U.S. Senator Bob Corker has proposed legislation to make health care more affordable.
Corker held a town hall meeting Tuesday in Smithville and discussed health care among other issues. “Our Census Bureau says there are 800,000 Tennesseans today that don’t have health insurance. It also says we have about 47-million Americans at any one point and time, not everyone at once, that do not have health insurance. I know those numbers are disputed all the time and it doesn’t matter. The point is there’s a lot of people in our country that don’t have health insurance and I think it’s one of the major issues that those of us who have the privilege of serving in the capacity that I do, need to deal with. I think we have a moral obligation to deal with that issue.”
“Some of the major company CEO’s in America are in Washington lobbying to go to a single payer government run health care system. The reason they are doing that is because they are obviously facing International competition, it’s a cost in their product, and they don’t feel like they can compete. So you combine those efforts with the fact that we have a lot of people in our country that don’t have health care benefits, and my concern is that if we don’t do something in this country to provide the opportunity for every American to access private, affordable, quality health care, then I’m afraid that we are going to move toward government health care, which I think would be bad for our country.”
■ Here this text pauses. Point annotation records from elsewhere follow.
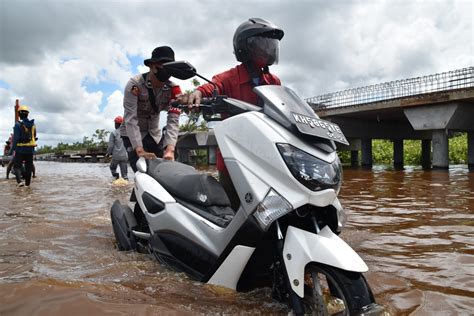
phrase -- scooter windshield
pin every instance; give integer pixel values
(284, 106)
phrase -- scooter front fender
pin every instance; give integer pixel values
(302, 247)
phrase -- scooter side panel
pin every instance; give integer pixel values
(231, 269)
(248, 145)
(177, 218)
(145, 183)
(302, 247)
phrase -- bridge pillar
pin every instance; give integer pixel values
(470, 150)
(398, 154)
(366, 149)
(354, 158)
(440, 149)
(426, 153)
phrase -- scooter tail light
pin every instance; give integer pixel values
(272, 207)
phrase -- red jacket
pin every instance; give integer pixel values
(236, 83)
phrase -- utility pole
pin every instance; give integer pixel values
(17, 105)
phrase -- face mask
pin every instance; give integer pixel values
(161, 74)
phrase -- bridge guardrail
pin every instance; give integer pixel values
(446, 81)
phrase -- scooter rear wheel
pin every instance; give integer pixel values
(332, 291)
(123, 221)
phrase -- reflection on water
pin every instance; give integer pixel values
(414, 229)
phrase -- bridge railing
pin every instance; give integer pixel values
(451, 80)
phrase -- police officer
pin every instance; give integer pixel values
(145, 96)
(24, 143)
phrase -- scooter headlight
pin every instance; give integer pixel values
(310, 171)
(272, 207)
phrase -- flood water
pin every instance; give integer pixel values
(413, 228)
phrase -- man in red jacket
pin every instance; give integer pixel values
(256, 46)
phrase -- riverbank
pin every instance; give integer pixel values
(413, 228)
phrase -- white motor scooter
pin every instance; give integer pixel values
(283, 164)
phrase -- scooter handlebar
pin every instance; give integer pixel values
(208, 107)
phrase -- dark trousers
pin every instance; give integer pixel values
(149, 145)
(18, 165)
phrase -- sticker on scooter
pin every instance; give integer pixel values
(320, 128)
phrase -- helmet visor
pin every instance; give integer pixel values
(263, 51)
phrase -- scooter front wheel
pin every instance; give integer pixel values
(332, 291)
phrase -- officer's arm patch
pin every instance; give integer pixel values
(135, 90)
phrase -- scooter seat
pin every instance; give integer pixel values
(186, 183)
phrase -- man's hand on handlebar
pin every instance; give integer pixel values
(193, 98)
(145, 154)
(169, 153)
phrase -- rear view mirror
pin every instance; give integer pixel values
(180, 69)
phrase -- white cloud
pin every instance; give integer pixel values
(61, 48)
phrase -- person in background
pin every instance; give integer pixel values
(145, 96)
(117, 151)
(23, 145)
(256, 45)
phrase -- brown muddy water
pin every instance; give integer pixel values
(413, 228)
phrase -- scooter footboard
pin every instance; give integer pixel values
(302, 247)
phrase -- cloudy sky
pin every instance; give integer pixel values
(69, 60)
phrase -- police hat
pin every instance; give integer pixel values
(160, 54)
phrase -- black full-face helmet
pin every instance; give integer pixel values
(257, 40)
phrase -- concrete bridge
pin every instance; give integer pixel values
(429, 108)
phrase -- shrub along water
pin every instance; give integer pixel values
(382, 151)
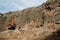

“I’ve offered a bill in the Senate, named “The Every American Insured Act”. This bill looks at the tax code and makes some changes that create an opportunity for every American to have access to at least, through tax credits, a major medical policy. It is absolutely revenue neutral, meaning that it doesn’t add one penny to the federal deficit. By making sure that everybody has access to health insurance, it does away with the cost shifting that occurs in our health care system. Today, if you have a private health insurance plan, the cost of insuring you is in that plan, but also the cost of those 47-million Americans that don’t have health insurance and show up in the emergency room is also in that plan, because somebody has to pay the tab, and so by everybody having access to private health care, it actually lowers the cost of insurance to each individual in the country.”